29 Mart Yerel Seçimlerini bir araç olarak kullanan devlet, Dersim Belediye Başkanlığı’na gözünü dikmiş durumda. Ele geçirmek için ne gerekiyorsa yapıyor. 2007 yılı nüfus sayımına göre Dersim’in genel nüfusu 84.0227, merkez nüfusu ise 27.091’dir. 2008 yılında nüfus oranına göre, bütçede en fazla payın ayrıldığı illerin başında Dersim geliyor: 310 milyon YTL.

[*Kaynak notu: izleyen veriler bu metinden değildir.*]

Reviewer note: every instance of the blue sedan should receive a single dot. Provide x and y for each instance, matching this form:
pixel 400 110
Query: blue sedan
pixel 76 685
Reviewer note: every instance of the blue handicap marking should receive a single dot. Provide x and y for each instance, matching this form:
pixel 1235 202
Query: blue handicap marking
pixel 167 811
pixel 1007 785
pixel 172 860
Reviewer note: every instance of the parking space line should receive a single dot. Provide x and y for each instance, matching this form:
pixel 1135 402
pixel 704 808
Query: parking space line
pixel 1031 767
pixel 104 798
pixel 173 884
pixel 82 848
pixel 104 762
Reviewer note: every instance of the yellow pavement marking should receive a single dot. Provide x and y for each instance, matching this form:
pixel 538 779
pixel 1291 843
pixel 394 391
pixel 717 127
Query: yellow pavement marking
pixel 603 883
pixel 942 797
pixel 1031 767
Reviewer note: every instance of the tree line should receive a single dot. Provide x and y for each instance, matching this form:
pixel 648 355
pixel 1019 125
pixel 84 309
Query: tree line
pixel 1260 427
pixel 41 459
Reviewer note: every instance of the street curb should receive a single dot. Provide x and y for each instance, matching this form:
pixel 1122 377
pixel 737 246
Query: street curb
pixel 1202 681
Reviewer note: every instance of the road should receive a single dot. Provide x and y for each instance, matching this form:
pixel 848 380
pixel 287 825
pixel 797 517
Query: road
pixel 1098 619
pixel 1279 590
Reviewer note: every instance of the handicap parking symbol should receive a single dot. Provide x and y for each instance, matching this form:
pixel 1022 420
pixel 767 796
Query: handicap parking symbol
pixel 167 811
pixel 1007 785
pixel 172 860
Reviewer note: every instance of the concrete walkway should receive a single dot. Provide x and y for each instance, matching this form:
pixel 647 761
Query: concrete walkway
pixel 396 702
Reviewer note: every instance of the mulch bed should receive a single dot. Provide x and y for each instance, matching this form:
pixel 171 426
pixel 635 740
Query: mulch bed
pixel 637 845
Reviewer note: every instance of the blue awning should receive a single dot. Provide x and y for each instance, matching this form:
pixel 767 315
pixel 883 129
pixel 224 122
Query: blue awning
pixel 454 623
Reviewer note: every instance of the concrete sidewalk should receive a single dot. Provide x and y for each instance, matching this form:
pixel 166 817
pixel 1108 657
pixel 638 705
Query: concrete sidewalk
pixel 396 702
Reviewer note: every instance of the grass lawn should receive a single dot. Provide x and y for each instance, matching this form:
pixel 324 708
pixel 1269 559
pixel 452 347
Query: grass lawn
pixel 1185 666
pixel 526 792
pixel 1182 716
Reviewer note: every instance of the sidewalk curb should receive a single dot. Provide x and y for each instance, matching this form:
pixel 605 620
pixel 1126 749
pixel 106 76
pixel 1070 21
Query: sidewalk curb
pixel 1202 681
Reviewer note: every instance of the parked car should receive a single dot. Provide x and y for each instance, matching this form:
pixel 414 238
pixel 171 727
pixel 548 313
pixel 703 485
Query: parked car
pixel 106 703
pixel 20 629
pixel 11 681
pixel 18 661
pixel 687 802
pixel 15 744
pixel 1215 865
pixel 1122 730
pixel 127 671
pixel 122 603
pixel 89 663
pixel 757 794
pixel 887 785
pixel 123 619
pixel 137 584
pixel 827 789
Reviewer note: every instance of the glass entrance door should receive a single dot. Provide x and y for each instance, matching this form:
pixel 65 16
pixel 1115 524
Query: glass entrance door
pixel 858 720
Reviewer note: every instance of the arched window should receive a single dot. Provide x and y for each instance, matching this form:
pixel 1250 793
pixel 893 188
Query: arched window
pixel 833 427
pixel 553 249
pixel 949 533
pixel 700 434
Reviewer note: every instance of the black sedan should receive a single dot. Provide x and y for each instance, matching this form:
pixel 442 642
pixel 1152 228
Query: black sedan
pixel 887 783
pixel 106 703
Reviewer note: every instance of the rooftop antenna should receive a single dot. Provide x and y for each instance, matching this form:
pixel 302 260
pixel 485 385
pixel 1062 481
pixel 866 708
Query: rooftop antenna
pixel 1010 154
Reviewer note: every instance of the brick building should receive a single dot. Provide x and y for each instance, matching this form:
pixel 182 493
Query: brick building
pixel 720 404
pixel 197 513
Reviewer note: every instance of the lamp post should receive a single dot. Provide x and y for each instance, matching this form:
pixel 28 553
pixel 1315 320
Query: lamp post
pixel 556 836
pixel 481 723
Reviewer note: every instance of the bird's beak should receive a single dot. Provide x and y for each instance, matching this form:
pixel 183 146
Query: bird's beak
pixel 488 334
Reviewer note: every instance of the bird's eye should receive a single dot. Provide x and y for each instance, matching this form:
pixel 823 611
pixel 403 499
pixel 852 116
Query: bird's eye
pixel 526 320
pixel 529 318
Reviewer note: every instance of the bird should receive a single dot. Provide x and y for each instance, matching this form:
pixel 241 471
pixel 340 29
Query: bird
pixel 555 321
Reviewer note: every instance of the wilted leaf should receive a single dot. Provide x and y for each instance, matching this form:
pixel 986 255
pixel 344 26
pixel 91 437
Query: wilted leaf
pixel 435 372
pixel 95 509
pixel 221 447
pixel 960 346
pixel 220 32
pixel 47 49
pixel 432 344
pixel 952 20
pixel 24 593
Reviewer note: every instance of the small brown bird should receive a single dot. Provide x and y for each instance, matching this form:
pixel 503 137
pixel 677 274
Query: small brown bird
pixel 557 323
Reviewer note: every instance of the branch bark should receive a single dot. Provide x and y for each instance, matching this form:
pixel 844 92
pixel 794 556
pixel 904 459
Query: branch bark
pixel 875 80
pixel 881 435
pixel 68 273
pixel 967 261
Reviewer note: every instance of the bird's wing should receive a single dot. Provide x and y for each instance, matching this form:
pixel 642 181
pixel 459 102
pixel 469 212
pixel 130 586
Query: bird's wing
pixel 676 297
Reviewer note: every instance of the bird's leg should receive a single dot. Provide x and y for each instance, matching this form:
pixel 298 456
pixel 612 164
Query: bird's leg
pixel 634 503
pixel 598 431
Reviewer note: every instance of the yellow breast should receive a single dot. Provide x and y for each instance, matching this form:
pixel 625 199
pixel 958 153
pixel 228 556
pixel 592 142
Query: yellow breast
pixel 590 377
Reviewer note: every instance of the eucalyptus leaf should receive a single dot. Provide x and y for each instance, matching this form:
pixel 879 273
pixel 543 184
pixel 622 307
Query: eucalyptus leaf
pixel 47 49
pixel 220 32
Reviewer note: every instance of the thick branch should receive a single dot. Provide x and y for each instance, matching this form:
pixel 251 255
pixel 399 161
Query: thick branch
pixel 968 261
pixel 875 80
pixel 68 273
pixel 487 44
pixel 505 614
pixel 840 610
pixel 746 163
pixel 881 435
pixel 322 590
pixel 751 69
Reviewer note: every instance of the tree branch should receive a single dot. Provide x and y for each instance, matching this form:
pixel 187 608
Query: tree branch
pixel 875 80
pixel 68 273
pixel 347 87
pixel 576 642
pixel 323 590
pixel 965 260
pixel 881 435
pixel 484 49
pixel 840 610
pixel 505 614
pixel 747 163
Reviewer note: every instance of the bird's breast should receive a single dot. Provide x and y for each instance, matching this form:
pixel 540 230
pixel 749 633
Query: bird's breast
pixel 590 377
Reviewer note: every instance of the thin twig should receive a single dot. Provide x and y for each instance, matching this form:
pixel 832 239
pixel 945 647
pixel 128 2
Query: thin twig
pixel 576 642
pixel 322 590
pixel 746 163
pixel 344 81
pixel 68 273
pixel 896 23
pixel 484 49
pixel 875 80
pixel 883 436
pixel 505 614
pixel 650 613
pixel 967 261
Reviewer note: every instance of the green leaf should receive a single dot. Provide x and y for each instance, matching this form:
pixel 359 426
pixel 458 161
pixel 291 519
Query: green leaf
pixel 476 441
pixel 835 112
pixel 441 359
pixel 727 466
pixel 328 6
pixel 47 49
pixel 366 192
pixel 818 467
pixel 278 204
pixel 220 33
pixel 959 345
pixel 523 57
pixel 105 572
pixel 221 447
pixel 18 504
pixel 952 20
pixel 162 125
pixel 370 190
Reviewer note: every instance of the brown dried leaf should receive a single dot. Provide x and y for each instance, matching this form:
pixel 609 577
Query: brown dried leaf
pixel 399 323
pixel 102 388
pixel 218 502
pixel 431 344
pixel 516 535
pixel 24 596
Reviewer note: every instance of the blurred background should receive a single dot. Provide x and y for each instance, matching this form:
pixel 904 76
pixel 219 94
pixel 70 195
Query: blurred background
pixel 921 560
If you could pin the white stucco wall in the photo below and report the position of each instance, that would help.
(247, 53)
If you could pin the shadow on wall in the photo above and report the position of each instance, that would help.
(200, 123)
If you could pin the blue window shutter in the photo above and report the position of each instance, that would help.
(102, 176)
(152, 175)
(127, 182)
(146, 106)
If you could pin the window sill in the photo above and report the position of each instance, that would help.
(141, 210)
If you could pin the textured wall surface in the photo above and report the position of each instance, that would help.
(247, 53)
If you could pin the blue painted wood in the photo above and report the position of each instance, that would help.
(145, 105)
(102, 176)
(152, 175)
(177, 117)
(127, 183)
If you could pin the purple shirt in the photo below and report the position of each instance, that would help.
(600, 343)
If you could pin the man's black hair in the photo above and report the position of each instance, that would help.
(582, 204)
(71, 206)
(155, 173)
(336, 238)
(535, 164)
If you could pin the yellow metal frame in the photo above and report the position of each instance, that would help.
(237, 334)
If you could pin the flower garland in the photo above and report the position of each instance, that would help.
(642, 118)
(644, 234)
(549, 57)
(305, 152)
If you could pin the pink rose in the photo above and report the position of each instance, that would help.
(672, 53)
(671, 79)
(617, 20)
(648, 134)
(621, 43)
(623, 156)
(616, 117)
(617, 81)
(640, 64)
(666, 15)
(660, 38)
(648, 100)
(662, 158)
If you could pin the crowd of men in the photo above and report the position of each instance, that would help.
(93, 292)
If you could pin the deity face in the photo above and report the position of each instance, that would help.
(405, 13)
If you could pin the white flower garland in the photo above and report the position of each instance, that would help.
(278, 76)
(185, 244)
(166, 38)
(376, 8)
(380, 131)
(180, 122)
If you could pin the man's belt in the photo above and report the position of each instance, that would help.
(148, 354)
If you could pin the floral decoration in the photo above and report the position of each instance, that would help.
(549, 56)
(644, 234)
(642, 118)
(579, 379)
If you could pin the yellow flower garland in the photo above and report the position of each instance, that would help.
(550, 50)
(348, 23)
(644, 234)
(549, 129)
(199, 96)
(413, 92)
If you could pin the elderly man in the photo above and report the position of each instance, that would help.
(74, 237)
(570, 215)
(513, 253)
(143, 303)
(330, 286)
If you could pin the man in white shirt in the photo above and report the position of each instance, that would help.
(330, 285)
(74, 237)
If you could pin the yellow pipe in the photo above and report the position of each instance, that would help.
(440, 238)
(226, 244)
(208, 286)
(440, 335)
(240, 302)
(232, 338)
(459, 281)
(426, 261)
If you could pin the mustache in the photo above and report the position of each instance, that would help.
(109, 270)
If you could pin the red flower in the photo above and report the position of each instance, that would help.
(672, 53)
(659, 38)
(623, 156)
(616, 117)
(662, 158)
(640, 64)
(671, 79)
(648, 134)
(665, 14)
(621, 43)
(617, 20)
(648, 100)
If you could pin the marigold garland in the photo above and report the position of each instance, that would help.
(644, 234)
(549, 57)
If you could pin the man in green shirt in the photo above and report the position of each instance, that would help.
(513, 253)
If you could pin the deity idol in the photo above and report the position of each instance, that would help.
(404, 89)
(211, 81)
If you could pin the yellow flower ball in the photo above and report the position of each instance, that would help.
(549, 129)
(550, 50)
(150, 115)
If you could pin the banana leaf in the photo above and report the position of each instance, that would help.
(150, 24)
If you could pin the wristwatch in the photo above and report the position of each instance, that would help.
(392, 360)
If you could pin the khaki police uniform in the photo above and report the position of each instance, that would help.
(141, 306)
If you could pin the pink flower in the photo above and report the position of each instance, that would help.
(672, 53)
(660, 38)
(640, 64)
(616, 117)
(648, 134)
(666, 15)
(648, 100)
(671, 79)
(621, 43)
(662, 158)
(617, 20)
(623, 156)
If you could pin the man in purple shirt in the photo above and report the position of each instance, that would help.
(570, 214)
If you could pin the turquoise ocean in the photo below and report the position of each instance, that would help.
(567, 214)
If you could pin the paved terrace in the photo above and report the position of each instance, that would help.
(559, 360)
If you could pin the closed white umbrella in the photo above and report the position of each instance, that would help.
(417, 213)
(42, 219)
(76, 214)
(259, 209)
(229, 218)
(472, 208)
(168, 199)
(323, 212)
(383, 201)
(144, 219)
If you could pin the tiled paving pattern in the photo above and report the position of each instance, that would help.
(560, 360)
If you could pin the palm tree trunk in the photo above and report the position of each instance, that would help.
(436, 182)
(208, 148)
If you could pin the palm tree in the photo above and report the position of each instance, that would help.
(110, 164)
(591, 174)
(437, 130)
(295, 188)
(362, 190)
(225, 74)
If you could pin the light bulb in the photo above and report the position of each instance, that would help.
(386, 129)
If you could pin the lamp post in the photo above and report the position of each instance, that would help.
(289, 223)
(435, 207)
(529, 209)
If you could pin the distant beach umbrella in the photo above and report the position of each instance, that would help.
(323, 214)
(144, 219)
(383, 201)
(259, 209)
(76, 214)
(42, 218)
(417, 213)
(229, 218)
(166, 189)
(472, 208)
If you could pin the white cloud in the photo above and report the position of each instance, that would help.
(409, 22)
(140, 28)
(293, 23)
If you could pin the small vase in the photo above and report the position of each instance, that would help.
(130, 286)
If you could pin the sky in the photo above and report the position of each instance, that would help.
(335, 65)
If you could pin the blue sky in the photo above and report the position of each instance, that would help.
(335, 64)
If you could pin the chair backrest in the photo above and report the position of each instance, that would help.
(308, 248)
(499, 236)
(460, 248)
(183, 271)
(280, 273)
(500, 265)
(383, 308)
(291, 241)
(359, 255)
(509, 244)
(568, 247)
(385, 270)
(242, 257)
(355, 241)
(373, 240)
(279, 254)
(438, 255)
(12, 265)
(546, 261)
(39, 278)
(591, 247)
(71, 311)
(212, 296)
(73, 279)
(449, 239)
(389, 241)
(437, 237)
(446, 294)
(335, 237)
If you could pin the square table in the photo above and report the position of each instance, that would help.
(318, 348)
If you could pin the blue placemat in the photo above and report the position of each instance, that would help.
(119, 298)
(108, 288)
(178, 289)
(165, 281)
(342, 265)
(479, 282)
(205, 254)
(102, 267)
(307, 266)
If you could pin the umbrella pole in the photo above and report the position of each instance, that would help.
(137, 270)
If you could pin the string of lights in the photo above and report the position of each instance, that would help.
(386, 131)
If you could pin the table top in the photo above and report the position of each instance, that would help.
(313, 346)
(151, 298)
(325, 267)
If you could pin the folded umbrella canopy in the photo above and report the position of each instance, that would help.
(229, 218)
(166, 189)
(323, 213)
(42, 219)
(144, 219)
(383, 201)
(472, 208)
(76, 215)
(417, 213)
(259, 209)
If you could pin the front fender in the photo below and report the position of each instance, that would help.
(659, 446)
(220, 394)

Dersim’de Gülen cemaatine ait olduğu söylenen İngilizce eğitim yapan iki kolej bulunuyor. İki öğrenci yurdu var. Bu okullara giden öğrencilerin ezici bir çoğunluğu Dersim halkının çocuklarıdır. Asimilasyon politikasının modern halidir bunun adı. Dersim’in devlet için önemini ortaya koyan bir başka örnek ise Yüksek Öğrenim Kurumu’nun almış olduğu karardır. Geçen yıl ‘Tunceli Üniversitesi’ kuruldu. 56 profesör, 59 doçent, 78 yardımcı doçent olmak üzere toplum 193 öğretim görevlisi atanacak. Orta büyüklükte, 25 bin öğrencisi olan bir üniversitede bu düzeyde bir öğretim kadrosu bulmak oldukça zordur. 2009 yılında 10 bin öğrencinin alınması için gerekli hazırlıkların yapıldığı açıklandı. 27 bin merkez nüfusa karşılık 10 bin öğrenci. Yani her 3 kişiye bir öğrenci düşmektedir. Peki, bütün bunları boşuna mı yapıyorlar? Neden bir başka il değil de, Dersim? Bu sorunun yanıtını politikadan az çok anlayan hemen herkes verebilir. Hele Dersim halkı, devletin politik yönelimlerinin neye hizmet ettiğinin çok daha net olarak farkındadır.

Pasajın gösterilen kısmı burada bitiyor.